Dunderdale was referring to the problems that resulted when the people of the province learned she and her cabinet colleagues were entertaining a proposal from a bankrupt company to take over the Grand Falls paper mill the provincial government mistakenly expropriated in 2008.
The province doesn’t want to comment any more on who the proponents may be, said the minister, given what happened with the Lott Paper incident where that news was revealed in the media.
“Once bitten, twice shy,” she said. “It underlines why you can’t share information, even though people ask the questions and they want to know.
In late June, Dunderdale told reporters that Lott, a German paper company, was interested in taking over the mill. What she didn’t tell the public – and apparently didn’t know – is that the company filed for bankruptcy protection in a German court. Bond Papers posted that information two days after Dunderdale’s comment to reporters.
Confronted with the new information, Dunderdale’s department stuck to the original story and added that she was still waiting on a proposal from the bankrupt company.
Talks broke down however, with the company accusing the provincial government of overtly politicising their business proposal.
At that point, Dunderdale changed her story. The proposal would have come from another, related company and not the one she had named. As it turned out, the proposal also wasn’t about making paper. And even though the provincial cabinet apparently wouldn’t entertain cash subsidies, Dunderdale and her cabinet colleagues were entertaining a proposal that reportedly included a request for more than $50 million in provincial cash.

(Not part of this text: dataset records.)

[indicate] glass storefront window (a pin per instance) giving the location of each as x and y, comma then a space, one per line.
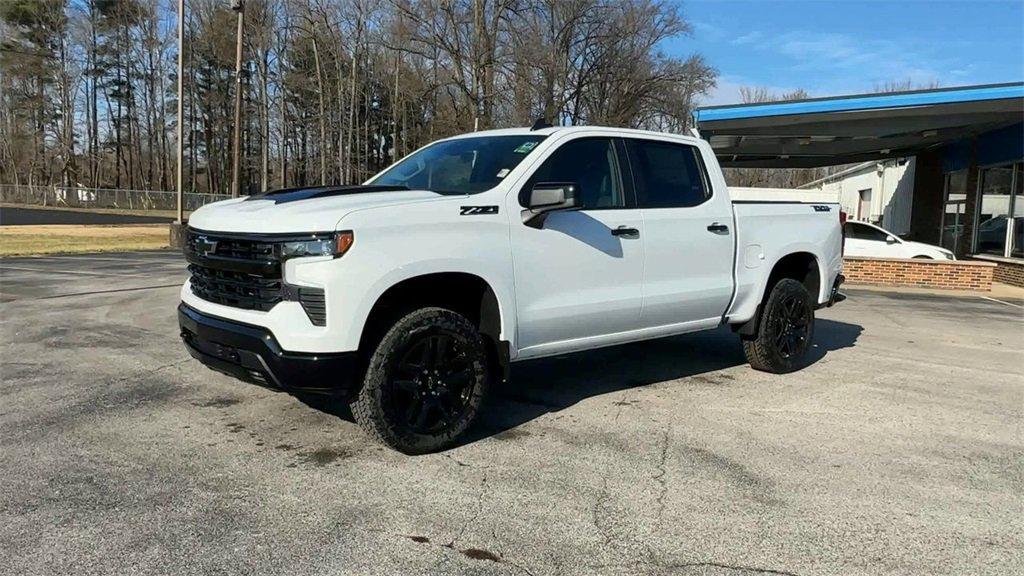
1017, 236
998, 214
953, 208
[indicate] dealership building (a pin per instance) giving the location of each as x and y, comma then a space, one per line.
942, 166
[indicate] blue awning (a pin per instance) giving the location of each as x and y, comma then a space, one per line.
856, 128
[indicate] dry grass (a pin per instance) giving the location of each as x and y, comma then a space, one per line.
55, 239
164, 213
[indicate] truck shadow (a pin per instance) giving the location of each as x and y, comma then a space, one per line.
541, 386
551, 384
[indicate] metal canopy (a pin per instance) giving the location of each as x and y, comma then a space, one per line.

Dunderdale also told her audience in Grand Falls-Windsor that she would be asking the nine companies that had expressed an interest in central Newfoundland wood to resubmit proposals. None of them measured up the first time.
The most common proposal Dunderdale mentions is one to turn top quality trees into wood pellets. While Dunderdale seems to downplay pellets because they don’t produce enough jobs, the reality is she is still thinking about pellets. Everywhere else, pellets are what you make out of the sawdust and scraps from other high-quality wood product manufacturing.
But for all that, Dunderdale apparently thinks the people of Newfoundland and Labrador are too stupid to understand what she’s doing. Maybe what Dunderdale is really afraid of is that they understand all too well and that the only way she’ll survive any longer is if she keeps them in the dark.
Of course what else would one expect in an administration where the Old Man refuses to deliver his own campaign commitment to protect whistleblowers.